Abstract: : Purpose: To study the effectiveness of the vitamin D analog 1α–hydroxyvitamin D2 (1α–OH–D2) in inhibiting ocular tumor growth in Tyr–Tag transgenic mice. These animals develop pigmented intraocular tumors primarily from the retinal pigment epithelium which closely resemble the histology and growth pattern of human choroidal melanoma. Methods: A total of 73 Tyr–Tag transgenic mice between six and seven weeks old were randomly assigned by sex and litter to three treatment groups receiving 0.05 µg, 0.1 µg, or 0.2 µg per day of 1α–OH–D2 and a control group receiving vehicle.

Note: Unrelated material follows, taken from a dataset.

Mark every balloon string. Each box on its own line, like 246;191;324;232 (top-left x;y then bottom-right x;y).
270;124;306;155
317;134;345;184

The drug was administered by oral gavage five times a week for five weeks. The animals were then euthanized and their eyes were enucleated and processed histologically. Three serial sections from each eye were examined microscopically and the mean tumor area measured using Optimas software version 6.5 (Media cybernetics, LP, Silver Spring, MD). Toxicity was assessed on the basis of mortality, weight loss, serum calcium levels, and kidney calcification. Results: The mean tumor size in the 0.1 and 0.2 µg per day treatment groups was smaller than in the controls (p < 0.001). No significant difference was seen between the 0.05 µg per day treatment group and the controls (p = 0.63). Survival in the 0.1 and 0.2 µg treated groups was lower than the controls (95% versus 85.7% versus 74.7%; p < 0.01). Conclusions: In the Tyr–Tag mouse 1α–OH–D2 inhibits pigmented ocular tumor growth at moderate drug levels with relatively low mortality.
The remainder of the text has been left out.